The unusual nature of the co-production is what attracted Yang to it. The festival’s producer, Steph Clark, connected him with the game’s composer, aya, and the illustrator, Eleanor Davis, who he credits as the game’s co-designer. “It was basically just me and Eleanor for the most part, spitballing over emails, sending each other stuff and figuring out what we wanted this thing to be organically.”
One of the game’s main inspirations was Kids, a crowd simulation game where the player can direct mobs of people running around on the screen. Yang believes the game serves as an abstract commentary on society, mobs and how crowds form. “We both really liked that structure, because it’s very accessible, very approachable. Anybody can play Kids, it’s not a hardcore shooter.”
Their vision for We Dwell in Possibility was a lot more colourful, however, and they also wanted it to be more political. “We didn’t want an oblique political reference, we wanted to be clear what we meant. We didn’t want to be like, ‘Oh does this hole symbolise Brexit or critical race theory.’
“In video games, there’s a caution and a stigma against being political and trying to hide the politics behind genre – whether it’s historical, fantasy or science fiction. We wanted the politics of the game to feel instinctual. Do you want this statue here or not? The game asks you that, and it’s the decision that faces a lot of places and communities all around the world.”
This work is important for Yang as well. He didn’t grow up with a lot of games about being gay, or what his sexuality or race might mean. “It’s really important to have a game that talks about identity and politics directly, that reflects on the real world and isn’t scared of that connection. If video games are art, they have to say something about the human condition, right?”

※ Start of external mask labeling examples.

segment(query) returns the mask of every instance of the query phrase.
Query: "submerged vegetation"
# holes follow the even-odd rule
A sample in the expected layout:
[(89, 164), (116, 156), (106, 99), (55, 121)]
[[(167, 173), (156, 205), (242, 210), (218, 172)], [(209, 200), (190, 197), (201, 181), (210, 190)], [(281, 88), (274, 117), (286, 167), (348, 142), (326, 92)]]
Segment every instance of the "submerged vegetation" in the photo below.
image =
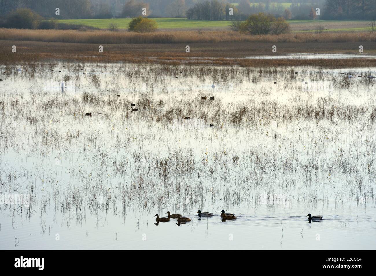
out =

In that way, Yang’s games are depressingly radical. It’s only this year that Ubisoft made a statement that the latest entry in the Far Cry series, where the player generally fights to topple a tyrannical despot, was “unequivocally political”. This is only a few years after the company took pains to distance itself from any politics in Far Cry 5 (about a white supremacist cult in Montana) and Tom Clancy’s The Division 2 (about a government agency maintaining order in a time of anarchy).

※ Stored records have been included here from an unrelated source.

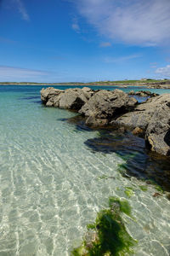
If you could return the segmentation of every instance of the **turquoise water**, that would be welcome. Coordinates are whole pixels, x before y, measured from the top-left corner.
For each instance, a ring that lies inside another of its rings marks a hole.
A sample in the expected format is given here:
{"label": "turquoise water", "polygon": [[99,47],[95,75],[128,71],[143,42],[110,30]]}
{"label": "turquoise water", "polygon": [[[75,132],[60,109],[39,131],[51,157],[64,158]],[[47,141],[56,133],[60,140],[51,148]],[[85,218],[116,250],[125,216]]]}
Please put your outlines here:
{"label": "turquoise water", "polygon": [[135,255],[169,255],[166,195],[153,197],[155,186],[143,191],[144,180],[122,176],[120,154],[88,147],[99,131],[62,122],[75,113],[43,107],[41,88],[0,86],[0,256],[69,255],[112,195],[132,207],[133,219],[123,219],[139,241]]}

To have a developer making games that aren’t accidentally political, but intentionally so, is revolutionary. Whether it’s dicks as guns, jacking off a car or building a community in 10 minutes flat, it matters. Yang points out, rightly, he’s not the only person doing it, and name-checks Christine Love, the creator of some of the best titled games of all time: Digital: A Love Story, don’t take it personally babe it just ain’t your story, and the upcoming Get in The Car Loser!
As well as having that deeper societal relevance, Yang’s games are accessible and immediate in a way that many big-budget, ostensibly mainstream games are not. They’re quick, they’re fast, and you get the point really quickly. Stick Shift – the jack-off gay car game – in particular was apparently incredibly popular with mums on an exhibition floor in the UK. “They would just go in there, shoo their kids away and then just laugh amongst themselves and play this game.”
With Yang’s work, you spend more time reflecting on your experience with them than you do playing them. That’s the point of art, right?